|E. Insurance Company Ratings. There are three (3) recognized methods of evaluating insurance companies based on independent ratings. The following will give a brief analysis of the rating systems and their differences.
Best Insurance Ratings. The principal rater of the insurance industry has been the A.M. Best Company. The A.M. Best Company has provided insurance ratings for property insurance companies, life companies and related products. Best provides two ratings: a Letter rating and a Roman Numeral classification. The Letter rating includes many qualitative and quantitative factors of an insurance company's financial condition and operating performance. It considers liquidity, profitability, capitalization, spread of risk, reinsurance, diversification, loss reserves, surplus adequacy, management experience and market presence. The Best ratings range from AA+ to F. The secured ratings at Best are considered AA+ to B+. Anything from B to F is considered vulnerable. E and F are in state supervision or in liquidation.
In addition, Best will provide a roman numeral classification based on policy holder surplus. These range from Roman Numeral I to Roman Numeral XV which is smallest to largest.
The Standard & Poor Property/Casualty Insurer Solvency Review. Standard & Poor analyzes available financial data provided by the National Association of Insurance Commissioners to determine a qualified solvency rating. S&P analyzes the claims-paying ability and potential solvency of a number of insureds throughout the county. In order to have claims-paying ability analyzed, an insurance company must voluntarily submit to S&P scrutiny. However, in order to broaden that base, since only a small portion of insureds submitted to the voluntary review and analyses, S&P has developed a broader form called Qualified Solvency Ratings.
The claims-paying ability of S&P ratings range from AAA through EEE to R. AAA being the best, EEE being extremely vulnerable financial ratings and R being regulatory action.
The border form of qualified solvency ratings are as follows: BBBq - statistical tests indicate adequate or better financial security; Bbq - statistical tests indicate that financial security may be adequate; Bq - statistical tests indicate vulnerable financial security; R - regulatory action.
The S&P ratings as property and casualty insurers are not as clear as the Best ratings.
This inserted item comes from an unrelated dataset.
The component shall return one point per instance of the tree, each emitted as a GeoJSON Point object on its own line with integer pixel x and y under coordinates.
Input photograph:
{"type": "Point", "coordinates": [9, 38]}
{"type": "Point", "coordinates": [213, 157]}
Standard & Poors, Moody and other rating agencies review of the debt of insurance companies. As is typical of all companies which issue public debt, the rating agencies will give standardized ratings to the debt instruments of public insurance companies. In the case of Standard & Poors, these range from AAA downward; and in the case of Moody's from AA downward. Investment Grade ratings in the case of both major rating agencies entail ratings that range from either AAA to BBB- in the case of Standard & Poors, or AA to BBB- in the case of Moodys. An analysis of the debt instruments issued by insurance companies can often be helpful in assessing their financial quality.